In the last fifty years or so, we have become a culture of non-cooks. Open the blue box, dump the dried pasta in the water, add milk and butter to the orange cheese-flavored stuff, stir it all together and serve it to your family under the guise of macaroni and cheese. Or, if you're too busy to go to all that trouble, they make the same stuff in a little cup that you can simply pop into the microwave. Unless, of course, you'd rather just take it out of the freezer and warm it up. And do notice that on most frozen food packages, they admonish the stupidest among us to "cook before eating." (See Webster's definition of "cook.")
But is this cooking? No. It's minimal preparation of food or food-like substances in order to achieve basic sustenance. "Cooking" is about taking the time and making the effort to prepare and blend ingredients for flavor and balance. It's more than satisfying the body's basic nutritional requirements and most of what is prepackaged today barely meets that criterion.
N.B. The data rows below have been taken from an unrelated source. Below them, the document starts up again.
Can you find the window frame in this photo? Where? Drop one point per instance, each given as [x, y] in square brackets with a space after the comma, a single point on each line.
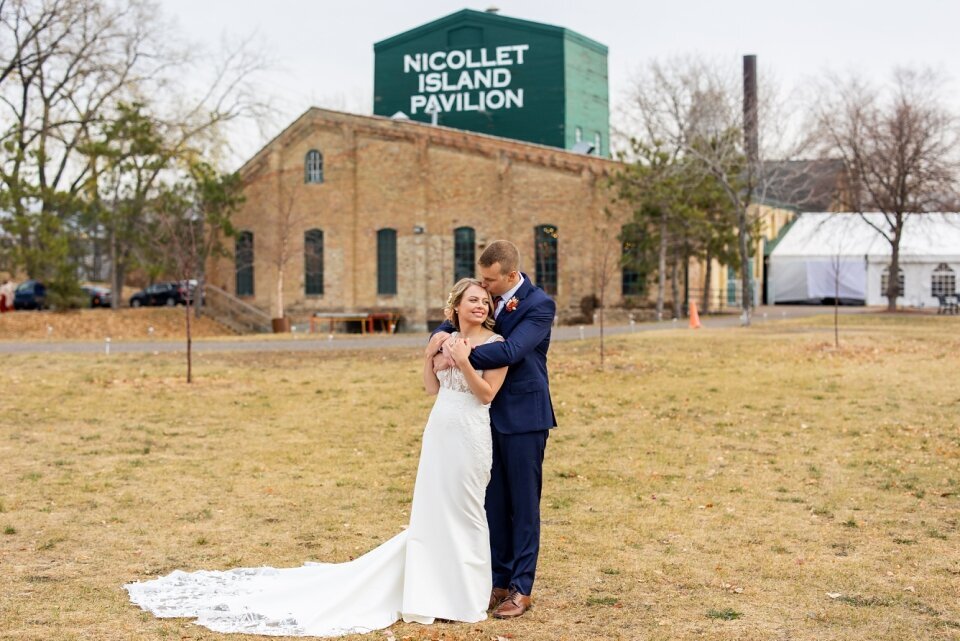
[464, 265]
[387, 262]
[546, 254]
[245, 236]
[313, 167]
[313, 237]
Cooking is a creative art, and, like most art forms, it edifies both the creator and the consumer.
Anybody can cook? I don't know. But everybody should learn. Learn for the sake of self-sufficiency, if for no other reason. I am bone weary of hearing about men who expect, nay, demand, that their women have their food on the table waiting for them. Whatsamatta, Goomba? Something wrong with your hands? You wanna eat? Cook! I can cook as well as any woman and better than most. And I started doing it when I was seven years old. I have never in my adult life had to depend on anybody to put a meal, and a damn good one, on my table for me. You want to be a big, macho man who can do anything? Learn how to cook.